Complete step by step solution:
Hollow cylinder a cylinder that is empty from the inside and has some thickness at the peripheral or outside. The shape formed at the bottom of a hollow cylinder is called an annular ring, i.e., it is a region bounded by two concentric circles.
The volume of the hollow cylinder is equal to \[V = \pi \left( {{R^2} - {r^2}} \right)h\] cubic units.
Now consider the given question
Given a hollow garden roller which is similar to the shape of a hollow cylinder of 42 cm diameter and length of 152 cm is made up of cast iron 2 cm thick.
 

The width of a hollow cylinder = 2 cm.
The diameter of a hollow cylinder = 42 cm.
The radius of a hollow cylinder = \[\dfrac{{42}}{2}\, = \,21\] cm.
The external radius of the hollow cylinder is represented as \[R\]
Therefore \[R = 21\,cm\]
Now we have to determine the inner radius of the hollow cylinder. So, we have to the subtract the width from external radius of hollow cylinder
So, we have
 \[r = R - w\]
On adding we have
 \[ \Rightarrow r = 21 - 2 = 19cm\]
Therefore, the internal radius of hollow cylinder is represented \[r\] and its value is \[r = 19cm\]

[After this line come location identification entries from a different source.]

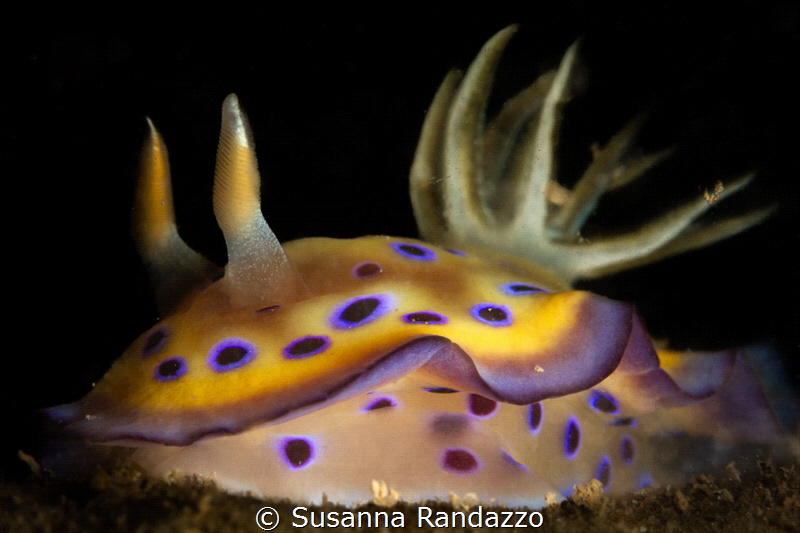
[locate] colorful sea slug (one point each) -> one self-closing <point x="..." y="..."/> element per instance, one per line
<point x="460" y="363"/>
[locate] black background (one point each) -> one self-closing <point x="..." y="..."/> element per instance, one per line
<point x="336" y="102"/>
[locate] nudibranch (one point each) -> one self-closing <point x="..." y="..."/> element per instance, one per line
<point x="463" y="363"/>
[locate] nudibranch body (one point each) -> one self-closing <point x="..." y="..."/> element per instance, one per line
<point x="468" y="365"/>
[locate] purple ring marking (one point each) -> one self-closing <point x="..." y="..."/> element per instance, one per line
<point x="361" y="310"/>
<point x="572" y="437"/>
<point x="413" y="251"/>
<point x="495" y="315"/>
<point x="170" y="369"/>
<point x="306" y="346"/>
<point x="231" y="353"/>
<point x="460" y="460"/>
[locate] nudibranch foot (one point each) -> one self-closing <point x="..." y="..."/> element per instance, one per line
<point x="495" y="185"/>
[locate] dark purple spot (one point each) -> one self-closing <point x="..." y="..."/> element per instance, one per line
<point x="515" y="288"/>
<point x="380" y="403"/>
<point x="603" y="402"/>
<point x="604" y="471"/>
<point x="572" y="438"/>
<point x="361" y="310"/>
<point x="459" y="460"/>
<point x="155" y="342"/>
<point x="627" y="449"/>
<point x="231" y="353"/>
<point x="424" y="317"/>
<point x="450" y="424"/>
<point x="535" y="417"/>
<point x="440" y="390"/>
<point x="298" y="452"/>
<point x="492" y="314"/>
<point x="414" y="251"/>
<point x="645" y="480"/>
<point x="306" y="347"/>
<point x="481" y="406"/>
<point x="367" y="270"/>
<point x="170" y="369"/>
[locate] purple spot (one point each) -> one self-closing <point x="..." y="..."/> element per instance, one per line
<point x="535" y="417"/>
<point x="459" y="460"/>
<point x="624" y="421"/>
<point x="450" y="424"/>
<point x="424" y="317"/>
<point x="367" y="270"/>
<point x="306" y="347"/>
<point x="481" y="406"/>
<point x="604" y="471"/>
<point x="361" y="310"/>
<point x="170" y="369"/>
<point x="440" y="390"/>
<point x="380" y="403"/>
<point x="572" y="438"/>
<point x="155" y="342"/>
<point x="231" y="353"/>
<point x="645" y="480"/>
<point x="492" y="314"/>
<point x="516" y="288"/>
<point x="297" y="452"/>
<point x="627" y="449"/>
<point x="413" y="251"/>
<point x="603" y="402"/>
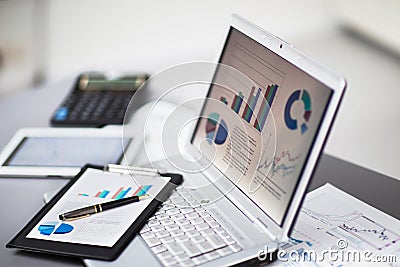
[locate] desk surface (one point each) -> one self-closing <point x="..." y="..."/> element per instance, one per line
<point x="27" y="194"/>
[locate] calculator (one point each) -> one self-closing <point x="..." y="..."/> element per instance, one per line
<point x="97" y="100"/>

The height of the hollow cylinder \[h = 152\,cm\]
The volume of a hollow cylinder is given by \[V = \pi \left( {{R^2} - {r^2}} \right)h\]
On substituting the values, we have
 \[ \Rightarrow V = \pi \left( {{{21}^2} - {{19}^2}} \right)152\]
On simplifying we have
 \[ \Rightarrow V = \pi \left( {441 - 361} \right)152\]

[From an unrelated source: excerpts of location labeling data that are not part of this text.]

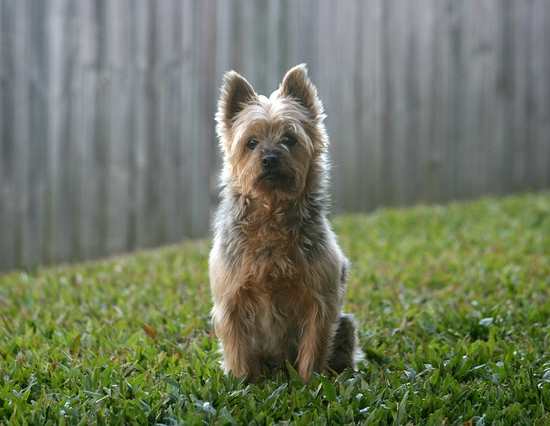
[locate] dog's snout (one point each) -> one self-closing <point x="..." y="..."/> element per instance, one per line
<point x="270" y="161"/>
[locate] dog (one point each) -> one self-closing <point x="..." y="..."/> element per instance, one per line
<point x="277" y="273"/>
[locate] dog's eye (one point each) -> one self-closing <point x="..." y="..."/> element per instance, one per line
<point x="288" y="140"/>
<point x="251" y="144"/>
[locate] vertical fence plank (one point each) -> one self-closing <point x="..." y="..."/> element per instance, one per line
<point x="7" y="154"/>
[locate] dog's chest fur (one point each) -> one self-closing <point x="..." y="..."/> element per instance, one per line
<point x="273" y="269"/>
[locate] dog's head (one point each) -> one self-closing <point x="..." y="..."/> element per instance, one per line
<point x="271" y="145"/>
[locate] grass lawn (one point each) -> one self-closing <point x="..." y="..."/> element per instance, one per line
<point x="454" y="311"/>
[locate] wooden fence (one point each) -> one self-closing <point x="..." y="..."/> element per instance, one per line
<point x="107" y="137"/>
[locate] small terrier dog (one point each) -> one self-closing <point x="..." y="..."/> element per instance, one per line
<point x="277" y="274"/>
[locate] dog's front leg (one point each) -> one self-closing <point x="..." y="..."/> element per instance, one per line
<point x="314" y="342"/>
<point x="233" y="328"/>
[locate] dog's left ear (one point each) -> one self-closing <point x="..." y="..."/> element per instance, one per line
<point x="296" y="84"/>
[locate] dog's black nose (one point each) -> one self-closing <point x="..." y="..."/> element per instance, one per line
<point x="270" y="161"/>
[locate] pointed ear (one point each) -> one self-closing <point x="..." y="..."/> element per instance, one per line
<point x="236" y="92"/>
<point x="296" y="84"/>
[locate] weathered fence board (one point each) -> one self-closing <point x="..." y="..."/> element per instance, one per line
<point x="107" y="139"/>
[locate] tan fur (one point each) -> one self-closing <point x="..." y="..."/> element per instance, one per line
<point x="275" y="267"/>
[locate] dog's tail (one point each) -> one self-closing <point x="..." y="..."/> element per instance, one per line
<point x="345" y="346"/>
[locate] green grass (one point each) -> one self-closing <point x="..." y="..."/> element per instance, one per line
<point x="454" y="311"/>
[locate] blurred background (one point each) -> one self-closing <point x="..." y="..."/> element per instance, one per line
<point x="107" y="139"/>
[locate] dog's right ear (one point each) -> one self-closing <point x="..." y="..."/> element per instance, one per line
<point x="236" y="92"/>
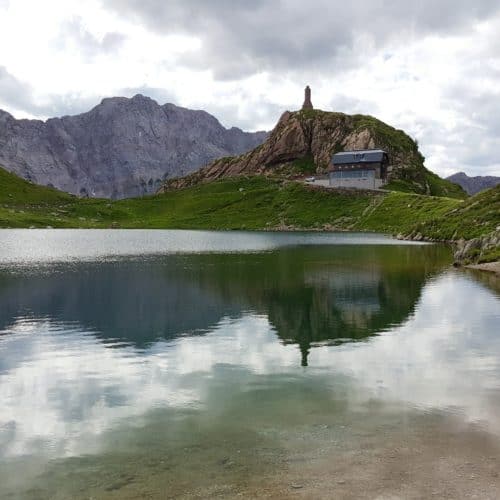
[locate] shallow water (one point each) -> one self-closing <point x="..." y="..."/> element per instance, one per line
<point x="186" y="364"/>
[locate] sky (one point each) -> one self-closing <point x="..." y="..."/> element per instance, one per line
<point x="429" y="67"/>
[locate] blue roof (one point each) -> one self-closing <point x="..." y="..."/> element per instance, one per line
<point x="359" y="156"/>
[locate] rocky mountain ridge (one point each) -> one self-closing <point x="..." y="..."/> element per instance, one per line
<point x="121" y="148"/>
<point x="304" y="141"/>
<point x="474" y="184"/>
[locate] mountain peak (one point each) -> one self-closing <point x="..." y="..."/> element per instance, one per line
<point x="122" y="147"/>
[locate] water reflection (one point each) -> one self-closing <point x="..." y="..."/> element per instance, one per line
<point x="172" y="351"/>
<point x="310" y="295"/>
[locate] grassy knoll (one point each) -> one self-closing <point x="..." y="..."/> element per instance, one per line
<point x="254" y="203"/>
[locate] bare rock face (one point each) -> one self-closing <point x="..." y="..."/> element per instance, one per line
<point x="121" y="148"/>
<point x="476" y="184"/>
<point x="317" y="135"/>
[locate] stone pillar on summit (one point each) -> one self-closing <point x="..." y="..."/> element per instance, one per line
<point x="307" y="99"/>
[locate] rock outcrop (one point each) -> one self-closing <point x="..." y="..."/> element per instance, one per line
<point x="121" y="148"/>
<point x="316" y="135"/>
<point x="476" y="249"/>
<point x="476" y="184"/>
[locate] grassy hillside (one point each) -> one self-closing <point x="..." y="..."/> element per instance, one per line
<point x="254" y="203"/>
<point x="303" y="142"/>
<point x="15" y="191"/>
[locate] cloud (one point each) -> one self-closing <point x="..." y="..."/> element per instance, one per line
<point x="241" y="38"/>
<point x="74" y="34"/>
<point x="13" y="92"/>
<point x="429" y="68"/>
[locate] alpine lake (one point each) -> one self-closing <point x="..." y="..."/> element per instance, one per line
<point x="197" y="364"/>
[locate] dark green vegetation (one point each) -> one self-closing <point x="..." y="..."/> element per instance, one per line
<point x="303" y="142"/>
<point x="410" y="174"/>
<point x="255" y="203"/>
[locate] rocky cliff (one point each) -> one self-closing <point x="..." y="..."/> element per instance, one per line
<point x="121" y="148"/>
<point x="474" y="184"/>
<point x="304" y="141"/>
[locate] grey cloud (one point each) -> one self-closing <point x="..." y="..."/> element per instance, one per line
<point x="89" y="46"/>
<point x="18" y="95"/>
<point x="13" y="92"/>
<point x="241" y="38"/>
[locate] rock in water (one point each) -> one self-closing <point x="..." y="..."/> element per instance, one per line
<point x="121" y="148"/>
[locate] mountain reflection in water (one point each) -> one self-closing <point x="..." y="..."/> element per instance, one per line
<point x="310" y="295"/>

 \[ \Rightarrow V = \pi \left( {80} \right)152\]
Take \[\pi = \dfrac{{22}}{7}\] , on substituting the value of pi
 \[ \Rightarrow V = \dfrac{{22}}{7} \times \left( {80} \right) \times 152\]

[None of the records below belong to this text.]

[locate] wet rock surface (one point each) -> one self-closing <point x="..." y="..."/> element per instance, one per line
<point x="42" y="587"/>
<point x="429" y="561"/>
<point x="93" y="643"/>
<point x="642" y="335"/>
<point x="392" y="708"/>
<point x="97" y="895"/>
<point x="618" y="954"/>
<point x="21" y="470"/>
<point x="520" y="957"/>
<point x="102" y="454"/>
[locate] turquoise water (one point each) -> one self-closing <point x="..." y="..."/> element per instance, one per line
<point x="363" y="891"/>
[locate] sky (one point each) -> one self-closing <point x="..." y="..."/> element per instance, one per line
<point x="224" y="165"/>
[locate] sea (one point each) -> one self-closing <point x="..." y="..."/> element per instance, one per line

 \[ \Rightarrow V = \dfrac{{267520}}{7}\]
On simplifying we have
 \[ \Rightarrow V = 38217.14\,\,c{m^3}\]
Therefore, the volume of the hollow garden roller is \[38217.14\,\,c{m^3}\] .
So, the correct answer is “ \[38217.14\,\,c{m^3}\] ”.

Note: Cylinder or hollow cylinder is a three- dimensional shape. Remember, volume means we need to calculate the amount of space occupied by a three-dimensional object or region of space, when we find any type of measurement we have to mention the units. The unit for the volume is cubic units.